Traditional immunohistochemistry (IHC) is inherently limited by its ability to analyze only several markers within a histological tissue section at a given time, which hinders in-depth characterization and phenotyping of tissues. Imaging mass cytometry (IMC), which combines IHC using metal-labeled antibodies with laser ablation and detection using mass cytometry by time-of-flight, overcomes this limitation with the capability to simultaneously analyze up to 40 protein markers to generate high-dimensional images from a single tissue section. IMC analysis preserves tissue architecture and spatial cellular relationships that would otherwise be lost or significantly altered in applications requiring tissue dissociation, such as flow cytometry or single-cell RNA sequencing. Resulting high-dimensional histological images permit spatially conserved analysis to identify unique cell populations, cellular interactions and avoidances, and insight into activation and behavioral status based on tissue location. IMC can be performed on both frozen and formalin-fixed paraffin-embedded tissue, allowing for previously banked samples to be analyzed and correlated with known clinical outcomes. Expectedly, IMC will change the landscape of investigative pathology, particularly when used in coordination with multiomic platforms to combine transcriptomic and proteomic data at a single-cell resolution. Here, we aim to highlight the potential utility of IMC within dermatologic research and clinical applications.

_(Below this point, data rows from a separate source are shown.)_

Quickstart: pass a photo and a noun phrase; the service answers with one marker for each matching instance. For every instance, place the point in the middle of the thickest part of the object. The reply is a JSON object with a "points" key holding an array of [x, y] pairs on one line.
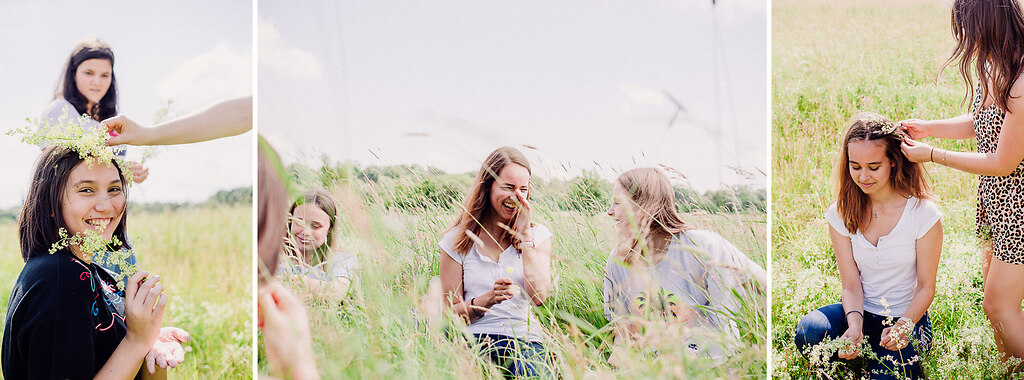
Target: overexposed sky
{"points": [[190, 52], [582, 82]]}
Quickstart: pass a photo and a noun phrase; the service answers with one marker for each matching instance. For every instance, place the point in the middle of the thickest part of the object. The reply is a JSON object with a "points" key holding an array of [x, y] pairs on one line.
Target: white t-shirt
{"points": [[510, 318], [60, 112], [890, 269], [338, 265], [699, 270]]}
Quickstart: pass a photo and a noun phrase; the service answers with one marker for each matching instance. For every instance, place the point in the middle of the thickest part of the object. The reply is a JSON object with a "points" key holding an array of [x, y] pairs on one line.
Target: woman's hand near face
{"points": [[916, 151], [522, 217], [144, 303]]}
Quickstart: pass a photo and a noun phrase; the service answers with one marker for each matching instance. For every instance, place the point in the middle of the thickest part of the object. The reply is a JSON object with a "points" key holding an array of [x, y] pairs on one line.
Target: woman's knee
{"points": [[811, 329]]}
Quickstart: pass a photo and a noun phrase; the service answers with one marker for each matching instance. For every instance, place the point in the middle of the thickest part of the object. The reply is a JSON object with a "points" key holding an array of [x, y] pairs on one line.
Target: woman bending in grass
{"points": [[887, 237], [990, 44], [66, 317], [496, 264], [326, 273], [665, 268]]}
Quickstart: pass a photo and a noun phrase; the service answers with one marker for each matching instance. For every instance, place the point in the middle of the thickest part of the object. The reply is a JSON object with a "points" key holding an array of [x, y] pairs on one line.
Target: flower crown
{"points": [[71, 132]]}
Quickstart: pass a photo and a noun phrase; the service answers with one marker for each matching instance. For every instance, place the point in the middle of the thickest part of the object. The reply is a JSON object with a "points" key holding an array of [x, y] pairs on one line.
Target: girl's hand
{"points": [[286, 333], [504, 289], [168, 351], [855, 335], [895, 338], [916, 151], [523, 214], [915, 128], [144, 305]]}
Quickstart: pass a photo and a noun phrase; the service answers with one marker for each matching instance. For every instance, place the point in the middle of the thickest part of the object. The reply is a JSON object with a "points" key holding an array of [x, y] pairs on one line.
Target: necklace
{"points": [[875, 212]]}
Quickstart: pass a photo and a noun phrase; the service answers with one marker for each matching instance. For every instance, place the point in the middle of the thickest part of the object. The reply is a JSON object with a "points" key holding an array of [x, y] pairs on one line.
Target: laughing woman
{"points": [[665, 268], [313, 223], [497, 264], [66, 317], [990, 45], [887, 237]]}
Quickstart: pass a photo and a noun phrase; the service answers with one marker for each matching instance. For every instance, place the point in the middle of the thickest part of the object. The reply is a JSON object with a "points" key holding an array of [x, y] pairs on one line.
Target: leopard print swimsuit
{"points": [[1000, 200]]}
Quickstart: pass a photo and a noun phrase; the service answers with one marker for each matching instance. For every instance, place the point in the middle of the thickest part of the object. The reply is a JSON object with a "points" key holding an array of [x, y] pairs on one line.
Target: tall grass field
{"points": [[830, 60], [204, 257], [395, 326]]}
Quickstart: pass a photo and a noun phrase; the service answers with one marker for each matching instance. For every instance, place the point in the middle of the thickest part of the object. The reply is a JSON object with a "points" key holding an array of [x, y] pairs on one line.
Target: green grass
{"points": [[394, 327], [204, 256], [830, 60]]}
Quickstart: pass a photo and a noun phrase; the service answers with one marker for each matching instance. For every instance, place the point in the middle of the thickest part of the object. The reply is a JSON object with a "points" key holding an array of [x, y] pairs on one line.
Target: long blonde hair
{"points": [[654, 202], [476, 207]]}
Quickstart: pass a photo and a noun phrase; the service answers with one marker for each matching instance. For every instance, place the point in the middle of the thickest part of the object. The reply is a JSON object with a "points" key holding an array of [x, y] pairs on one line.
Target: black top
{"points": [[65, 319]]}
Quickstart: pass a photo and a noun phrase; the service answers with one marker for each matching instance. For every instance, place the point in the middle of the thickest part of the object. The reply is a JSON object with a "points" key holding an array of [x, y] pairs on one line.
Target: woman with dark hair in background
{"points": [[88, 87]]}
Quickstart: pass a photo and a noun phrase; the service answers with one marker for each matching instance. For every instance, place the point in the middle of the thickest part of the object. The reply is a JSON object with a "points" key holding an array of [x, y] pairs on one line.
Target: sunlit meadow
{"points": [[394, 325], [830, 60], [204, 257]]}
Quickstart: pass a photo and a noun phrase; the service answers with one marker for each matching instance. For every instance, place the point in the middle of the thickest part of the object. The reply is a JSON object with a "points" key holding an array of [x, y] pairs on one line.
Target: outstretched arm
{"points": [[220, 120]]}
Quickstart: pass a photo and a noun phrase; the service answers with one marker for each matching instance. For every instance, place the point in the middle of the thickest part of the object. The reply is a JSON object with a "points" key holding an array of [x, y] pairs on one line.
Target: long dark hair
{"points": [[91, 48], [42, 216], [475, 207], [906, 177], [271, 222], [323, 201], [990, 43]]}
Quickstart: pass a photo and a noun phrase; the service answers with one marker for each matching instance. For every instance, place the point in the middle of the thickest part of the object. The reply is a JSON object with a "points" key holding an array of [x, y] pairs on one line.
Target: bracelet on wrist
{"points": [[857, 311]]}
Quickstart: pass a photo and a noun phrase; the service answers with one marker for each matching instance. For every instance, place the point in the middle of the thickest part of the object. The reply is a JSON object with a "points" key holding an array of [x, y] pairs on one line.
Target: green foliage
{"points": [[588, 194]]}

传统的免疫组织化学(IHC)在分析组织切片中的标志物时存在固有的局限性,因为一次只能分析几个标志物,这限制了对组织的深入特征分析和表型分析。成像质谱流式细胞术(IMC)克服了这一限制,它将使用金属标记抗体的 IHC 与激光消融和飞行时间质谱流式细胞术检测相结合,能够同时分析多达 40 种蛋白质标志物,从而从单个组织切片生成高维图像。IMC 分析保留了组织架构和空间细胞关系,如果在需要组织解离的应用中,如流式细胞术或单细胞 RNA 测序,这些组织架构和空间细胞关系将丢失或发生显著改变。生成的高维组织学图像允许进行空间保守分析,以识别独特的细胞群、细胞相互作用和回避,并根据组织位置深入了解激活和行为状态。IMC 可在冷冻和福尔马林固定石蜡包埋组织上进行,这使得以前保存的样本能够进行分析,并与已知的临床结果相关联。可以预期,IMC 将改变研究病理学的格局,特别是在与多组学平台结合使用时,可在单细胞分辨率下结合转录组和蛋白质组数据。在这里,我们旨在强调 IMC 在皮肤科研究和临床应用中的潜在用途。